The relative phase between the waves from the two slits arriving at that point depends on the path difference between the slits and the point and not on the amplitude of the waves.

So if the path difference is an integer number of wavelengths then the two waves will arrive exactly in phase with one another and the resultant amplitude will be $A_2+A_1$ which means that the intensity will be proportional to $(A_2+A_1)^2$ at a maximum.

If the path difference is such that the waves arriving at a point are exactly out of phase with one another the resulting amplitude is $A_2-A_!$ which means that the intensity is proportional to $(A_2-A_1)^2$ at a minimum.
The minimum intensity is only zero if the amplitudes of the two waves is the same $(A_2=A_1)$.

So starting from equal intensity (amplitude) from each slit by decreasing the intensity from one slit you decrease the maximum intensities of the interference pattern but increase the minimum intensities of the fringe pattern - the contrast between the bright and dark fringes decreases.

Answer 2

I'm not sure if my understanding is correct, but i hope this would help!

When it comes to destructive interference, usually we would be given a situation where two coherent waves move in opposite direction. However, the resultant displacement only becomes zero when both have the same amplitude.

As an illustration, a wave of amplitude 2a, moving in positive direction, interfere with another wave of amplitude 2a, moving in negative direction. Thus, the resultant displacement due to the destructive interference is zero.

So, for this case where the dark fringes becomes brighter, we need to know this.

When the intensity of ONE of the fringes is reduced, the amplitude of ONE of the fringes is also reduced (I = A²) .

So, using the same example as above, assuming one of the amplitude of the waves is reduced, the wave of amplitude 2a, moving in positive direction, interfere with the other wave of amplitude 1a (I assume the amplitude of this wave is reduced), moving in negative direction, the resultant displacement would be ( 2a - 1a) 1a.

As you can see, the resultant displacement increases from zero (from first example) to 1a (from second example). Since resultant displacement of wave indicates the brightness of light wave, increase in resultant displacement of the waves indicates that the dark fringes becomes brighter.

Thank you!

Answer 3

The bright fringes will get darker as the intensity of the bright fringes is when the two beams interact constructively and the intensity becomes proportional to the sum of the two beam intensities. In the destructive interference case the light beam intensity becomes proportional to the difference of the two beam intensities which if equal will lead to absolutely dark fringe otherwise the fringes for destructive interference will have a non-zero intensity.

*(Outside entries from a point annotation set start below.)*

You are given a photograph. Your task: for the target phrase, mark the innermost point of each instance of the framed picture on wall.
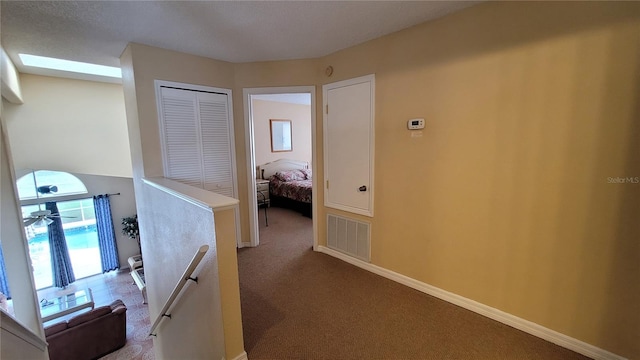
(280, 135)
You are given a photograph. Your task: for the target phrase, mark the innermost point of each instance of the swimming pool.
(83, 237)
(82, 243)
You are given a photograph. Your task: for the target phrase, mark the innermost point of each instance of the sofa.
(89, 335)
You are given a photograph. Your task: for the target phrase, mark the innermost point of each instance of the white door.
(197, 139)
(349, 144)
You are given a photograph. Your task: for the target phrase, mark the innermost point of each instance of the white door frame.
(232, 144)
(251, 159)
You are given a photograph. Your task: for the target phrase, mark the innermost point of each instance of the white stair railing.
(186, 276)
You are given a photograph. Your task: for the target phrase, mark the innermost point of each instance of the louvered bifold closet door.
(216, 143)
(197, 139)
(180, 134)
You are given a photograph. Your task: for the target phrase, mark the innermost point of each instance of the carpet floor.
(299, 304)
(105, 289)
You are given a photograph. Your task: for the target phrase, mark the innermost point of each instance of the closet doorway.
(257, 138)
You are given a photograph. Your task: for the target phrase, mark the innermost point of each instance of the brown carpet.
(298, 304)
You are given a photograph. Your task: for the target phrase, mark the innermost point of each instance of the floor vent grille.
(349, 236)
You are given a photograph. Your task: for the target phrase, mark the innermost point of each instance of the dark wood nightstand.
(262, 193)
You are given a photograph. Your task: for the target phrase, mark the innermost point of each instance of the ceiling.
(236, 31)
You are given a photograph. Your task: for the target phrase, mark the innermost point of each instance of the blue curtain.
(106, 234)
(60, 261)
(4, 285)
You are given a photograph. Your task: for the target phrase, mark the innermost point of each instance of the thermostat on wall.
(415, 124)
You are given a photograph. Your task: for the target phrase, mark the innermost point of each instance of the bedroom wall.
(300, 116)
(69, 125)
(522, 193)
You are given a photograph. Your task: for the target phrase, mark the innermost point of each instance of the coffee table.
(66, 304)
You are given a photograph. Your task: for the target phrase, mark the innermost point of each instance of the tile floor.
(105, 289)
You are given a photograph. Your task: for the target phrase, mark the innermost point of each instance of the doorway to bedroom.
(280, 140)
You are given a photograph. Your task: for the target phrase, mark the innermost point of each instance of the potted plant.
(130, 228)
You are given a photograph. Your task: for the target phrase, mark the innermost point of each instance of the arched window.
(78, 222)
(45, 183)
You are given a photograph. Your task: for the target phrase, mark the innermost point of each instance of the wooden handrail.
(186, 276)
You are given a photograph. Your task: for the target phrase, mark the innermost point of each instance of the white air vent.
(349, 236)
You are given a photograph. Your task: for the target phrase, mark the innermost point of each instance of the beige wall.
(300, 116)
(14, 246)
(69, 125)
(142, 65)
(505, 200)
(530, 108)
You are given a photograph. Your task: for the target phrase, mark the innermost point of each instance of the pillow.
(290, 175)
(307, 174)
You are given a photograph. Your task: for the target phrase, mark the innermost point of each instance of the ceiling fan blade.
(30, 221)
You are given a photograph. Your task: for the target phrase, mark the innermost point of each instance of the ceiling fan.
(43, 216)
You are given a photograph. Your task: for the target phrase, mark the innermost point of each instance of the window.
(44, 183)
(78, 222)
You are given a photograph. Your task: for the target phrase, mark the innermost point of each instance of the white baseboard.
(521, 324)
(242, 356)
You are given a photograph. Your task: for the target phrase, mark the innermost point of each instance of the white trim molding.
(247, 93)
(242, 356)
(492, 313)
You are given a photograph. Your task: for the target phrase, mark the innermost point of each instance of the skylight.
(68, 65)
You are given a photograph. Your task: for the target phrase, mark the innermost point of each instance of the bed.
(289, 184)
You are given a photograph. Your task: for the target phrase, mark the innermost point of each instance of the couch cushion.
(93, 314)
(55, 328)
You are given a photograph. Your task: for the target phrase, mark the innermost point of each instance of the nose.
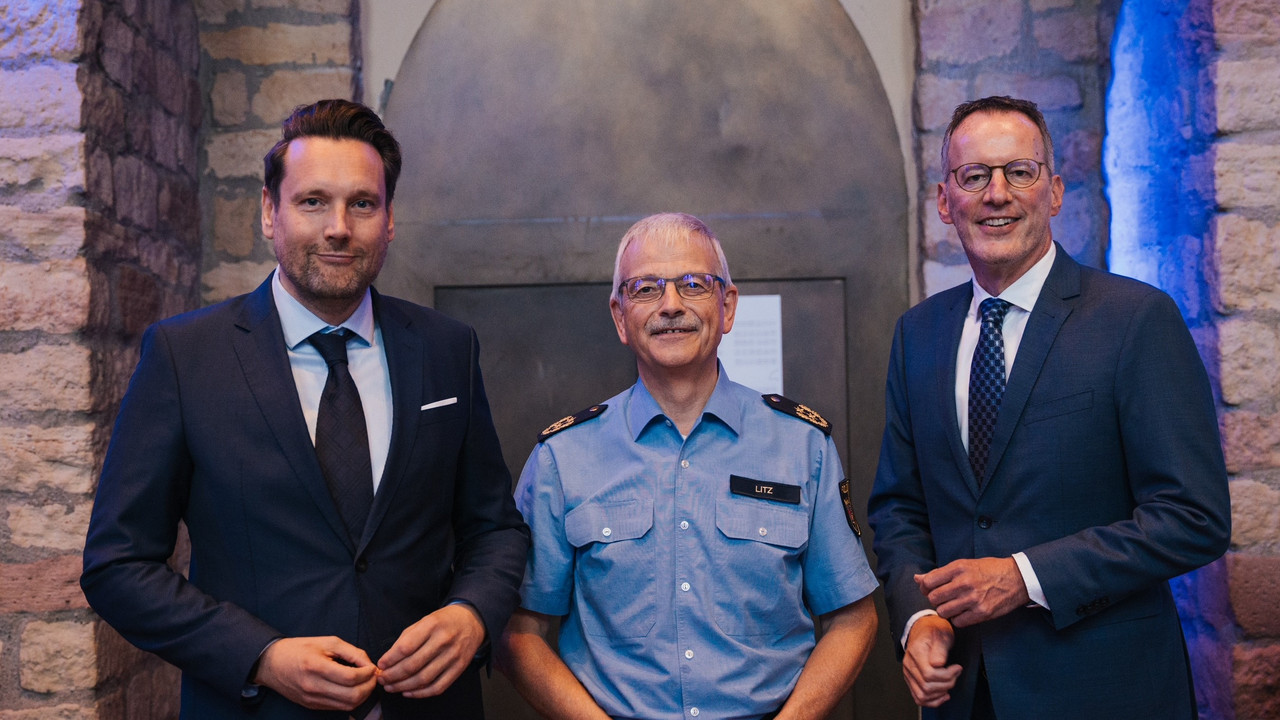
(997, 187)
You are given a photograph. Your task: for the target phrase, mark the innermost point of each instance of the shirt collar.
(1025, 290)
(643, 409)
(298, 323)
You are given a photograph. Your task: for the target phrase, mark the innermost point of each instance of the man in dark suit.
(353, 540)
(1050, 460)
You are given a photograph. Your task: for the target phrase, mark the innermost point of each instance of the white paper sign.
(752, 351)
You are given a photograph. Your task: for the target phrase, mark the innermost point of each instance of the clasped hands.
(328, 673)
(964, 592)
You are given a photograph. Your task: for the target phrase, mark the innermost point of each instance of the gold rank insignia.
(570, 420)
(803, 411)
(849, 507)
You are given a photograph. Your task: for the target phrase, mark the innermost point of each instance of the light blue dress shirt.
(684, 598)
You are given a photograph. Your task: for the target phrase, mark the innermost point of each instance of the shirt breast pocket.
(758, 586)
(615, 574)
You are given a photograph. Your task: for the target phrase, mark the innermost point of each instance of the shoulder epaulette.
(795, 409)
(568, 422)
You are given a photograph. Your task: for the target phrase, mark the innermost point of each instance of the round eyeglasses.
(1018, 173)
(690, 286)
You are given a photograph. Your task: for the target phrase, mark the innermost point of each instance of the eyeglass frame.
(662, 286)
(991, 171)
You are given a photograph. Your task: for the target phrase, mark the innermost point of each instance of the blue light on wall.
(1160, 128)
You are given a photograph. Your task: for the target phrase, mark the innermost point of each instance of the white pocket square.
(440, 402)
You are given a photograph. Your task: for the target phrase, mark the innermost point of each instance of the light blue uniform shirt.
(684, 598)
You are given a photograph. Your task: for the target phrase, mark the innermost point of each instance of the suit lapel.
(954, 320)
(260, 347)
(405, 360)
(1051, 310)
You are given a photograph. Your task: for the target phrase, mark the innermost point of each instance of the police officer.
(688, 531)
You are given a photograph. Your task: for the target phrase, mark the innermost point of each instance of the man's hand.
(924, 665)
(318, 673)
(968, 592)
(432, 652)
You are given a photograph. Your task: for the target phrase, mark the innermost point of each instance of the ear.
(268, 215)
(944, 209)
(730, 308)
(1056, 187)
(616, 310)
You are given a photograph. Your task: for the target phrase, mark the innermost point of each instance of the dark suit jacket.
(211, 433)
(1106, 469)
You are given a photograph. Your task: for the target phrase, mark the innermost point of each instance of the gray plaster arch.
(536, 132)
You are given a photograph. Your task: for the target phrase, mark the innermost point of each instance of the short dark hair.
(337, 119)
(999, 104)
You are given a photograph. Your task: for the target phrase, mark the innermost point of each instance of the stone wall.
(1247, 295)
(261, 59)
(99, 114)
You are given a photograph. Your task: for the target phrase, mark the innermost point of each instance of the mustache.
(663, 324)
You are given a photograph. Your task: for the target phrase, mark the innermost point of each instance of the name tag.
(764, 490)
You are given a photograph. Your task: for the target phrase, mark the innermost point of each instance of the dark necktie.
(986, 383)
(342, 438)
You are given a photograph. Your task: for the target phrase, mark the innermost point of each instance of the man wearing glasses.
(1050, 460)
(686, 532)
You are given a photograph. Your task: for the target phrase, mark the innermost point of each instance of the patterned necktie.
(986, 383)
(342, 438)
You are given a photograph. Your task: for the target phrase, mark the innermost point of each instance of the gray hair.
(668, 227)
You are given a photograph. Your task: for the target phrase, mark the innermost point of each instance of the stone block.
(1255, 516)
(58, 458)
(1248, 267)
(947, 30)
(279, 44)
(1248, 95)
(55, 235)
(58, 657)
(60, 711)
(1246, 23)
(1247, 176)
(46, 377)
(45, 30)
(229, 279)
(1051, 92)
(54, 527)
(1257, 684)
(42, 98)
(936, 99)
(51, 296)
(938, 277)
(229, 98)
(321, 7)
(237, 224)
(1072, 36)
(1251, 440)
(136, 188)
(1247, 355)
(240, 154)
(54, 163)
(284, 90)
(46, 586)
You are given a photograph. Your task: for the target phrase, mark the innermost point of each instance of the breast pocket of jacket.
(615, 574)
(759, 586)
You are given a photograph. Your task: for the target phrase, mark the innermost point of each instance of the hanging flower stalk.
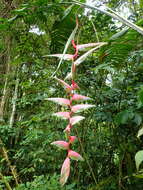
(69, 115)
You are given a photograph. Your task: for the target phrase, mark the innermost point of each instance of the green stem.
(86, 158)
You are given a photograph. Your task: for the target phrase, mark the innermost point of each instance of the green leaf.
(139, 158)
(140, 95)
(124, 116)
(140, 132)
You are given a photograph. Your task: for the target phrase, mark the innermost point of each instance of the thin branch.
(115, 16)
(95, 31)
(12, 168)
(5, 181)
(14, 99)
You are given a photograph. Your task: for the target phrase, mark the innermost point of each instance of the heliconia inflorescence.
(69, 114)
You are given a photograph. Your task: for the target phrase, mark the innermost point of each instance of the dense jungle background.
(111, 134)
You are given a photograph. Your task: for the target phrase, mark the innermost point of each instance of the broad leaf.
(61, 101)
(64, 115)
(75, 156)
(71, 37)
(65, 171)
(61, 144)
(81, 107)
(76, 119)
(139, 158)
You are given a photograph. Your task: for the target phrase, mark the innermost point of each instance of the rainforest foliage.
(110, 138)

$I = I_1 + I_2 + 2 \sqrt{(I_1~ I_2)} \cos\theta$ , thus $I$ is zero only when $I_1 = I_2$ and $\theta = (2n+1)\pi\;.$

Answer 4

Suppose intensity of one light is $I_1=2$ and another light $I_2=2$, when they intefere destructively, the resulatant is zero and hence dark fringe is formed.

But when intensity of $i_1$ becomes 1, their destructive inteference results in (2-1)=1, so what was once a dark fringe has now the intensity of 1.

NOTE: Although amplitudes cancel each other out instead of intensity, it is easier to understand the concept with intensity.

Answer 5

They become less dark because as you know the intensity in one slit decreases and so the amplitude decreases in that slit. Complete destructive interference occurs when the amplitudes from both slits are the same as they completely cancel out. However, if one of the amplitudes out of the two sources is reduced while the other is kept the same , they do not completely cancel out, hence the resultant wave at that point still has some amplitude, even after destructive interference, unlike before when the amplitudes completely cancelled out. This amplitude and hence resultant displacement makes the dark fringes from before less dark.